U of M nursing college adds third intake of students

Program will be accelerated, adding additional term per year

Photo of Helen Glass Centre for Nursing on the U of M's Fort Garry Campus.

The University of Manitoba will be increasing its number of nursing students by 50 per cent starting in May of 2023 in order to address Manitoba’s shortage of nurses.

The bachelor of nursing program will also accelerate to be delivered over three terms per year, rather than the two terms currently offered, with 120 students added in the fall, winter and spring and summer terms.

The governing Progressive Conservatives began making substantial cuts to health care in 2017 and have continued to do so as recently as 2021, when they made cuts to acute care.

Although the province has devoted over $110 million in its 2022 budget to improve health care in Manitoba, medical workers’ unions said that the budget did not offer enough to deal with the staffing shortage.

The provincial government is now investing $19.5 million to add 259 nurse training seats at five post- secondary institutions throughout Manitoba — including the 120 seats added to the U of M.

The province plans to add roughly 400 seats over the next few years.

Netha Dyck, the dean of the college of nursing at the University of Manitoba, said that these changes will not affect the quality or content of education students receive and will allow students to complete their program ahead of schedule.

“We’re increasing our seat capacity, and we’re changing and decreasing the time to completion, so there’s really no change to our curriculum,” she said.

The nursing college’s curriculum is currently completed over seven terms and Dyck said this would not change, “it’s just that the time to completion will change.”

She said this would make more nurses available to the health-care system “a year ahead of regular schedule.”

Dyck expects that the majority of these will remain in the province.

“We do survey our graduates six months post-graduation and again 12 months post-graduation, and so we do have a sense for where our graduates are working,” she said.

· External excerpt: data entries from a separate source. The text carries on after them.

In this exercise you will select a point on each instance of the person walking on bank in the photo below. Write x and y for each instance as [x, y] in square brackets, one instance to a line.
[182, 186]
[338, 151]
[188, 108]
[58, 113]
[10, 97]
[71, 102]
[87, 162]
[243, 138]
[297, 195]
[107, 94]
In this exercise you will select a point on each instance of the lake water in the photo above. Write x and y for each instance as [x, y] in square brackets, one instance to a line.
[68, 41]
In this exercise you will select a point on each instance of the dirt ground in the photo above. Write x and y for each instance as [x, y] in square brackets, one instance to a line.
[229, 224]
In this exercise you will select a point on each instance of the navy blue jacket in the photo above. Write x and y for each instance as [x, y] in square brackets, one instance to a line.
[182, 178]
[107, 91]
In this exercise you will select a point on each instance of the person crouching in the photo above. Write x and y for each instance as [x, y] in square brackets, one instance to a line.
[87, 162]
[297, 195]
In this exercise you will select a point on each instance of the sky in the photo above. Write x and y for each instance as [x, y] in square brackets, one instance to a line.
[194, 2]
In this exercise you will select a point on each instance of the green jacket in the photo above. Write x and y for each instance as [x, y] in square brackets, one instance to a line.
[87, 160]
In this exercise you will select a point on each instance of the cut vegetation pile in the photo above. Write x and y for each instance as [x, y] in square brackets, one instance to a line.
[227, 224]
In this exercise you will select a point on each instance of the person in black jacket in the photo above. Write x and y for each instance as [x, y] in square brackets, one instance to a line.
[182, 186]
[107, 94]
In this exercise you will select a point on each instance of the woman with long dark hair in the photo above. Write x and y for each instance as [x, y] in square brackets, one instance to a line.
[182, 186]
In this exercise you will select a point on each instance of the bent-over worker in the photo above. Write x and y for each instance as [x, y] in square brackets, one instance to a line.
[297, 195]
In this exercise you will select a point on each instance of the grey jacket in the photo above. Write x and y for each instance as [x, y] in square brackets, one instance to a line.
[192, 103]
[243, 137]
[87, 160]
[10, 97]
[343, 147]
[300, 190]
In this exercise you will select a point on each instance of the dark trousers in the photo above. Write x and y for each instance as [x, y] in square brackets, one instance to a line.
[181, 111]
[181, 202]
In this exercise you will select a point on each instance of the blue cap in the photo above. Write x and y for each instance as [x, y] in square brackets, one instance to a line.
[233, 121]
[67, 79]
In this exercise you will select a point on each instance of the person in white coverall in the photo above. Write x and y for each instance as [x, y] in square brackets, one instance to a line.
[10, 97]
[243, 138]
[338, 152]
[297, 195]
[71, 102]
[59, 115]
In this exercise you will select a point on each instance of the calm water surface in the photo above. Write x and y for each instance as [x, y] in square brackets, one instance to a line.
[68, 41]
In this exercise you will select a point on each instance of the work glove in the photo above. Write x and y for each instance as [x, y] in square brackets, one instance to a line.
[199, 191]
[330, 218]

“Our graduates are gaining employment in the province and they’re staying in the province.”

As of May 2022, 28 per cent of nursing positions at Grace Hospital were unfilled and 18 per cent of positions at the Health Sciences Centre were vacant.

The shortage forced the 22 federally operated nursing stations located in Manitoba’s remote Indigenous communities to only provide emergency care in these areas.

“Certainly there is a high vacancy rate in the nursing positions within the health-care system and the health regions across the province, and that is why we’re really pleased and excited to contribute to addressing that shortage,” Dyck said.

Dyck said the nursing college is already working on recruiting “additional faculty and staff to assist with the delivery of the program and ensure quality education for our students.”

“We’ll be ready for when the additional students arrive in May of 2023.”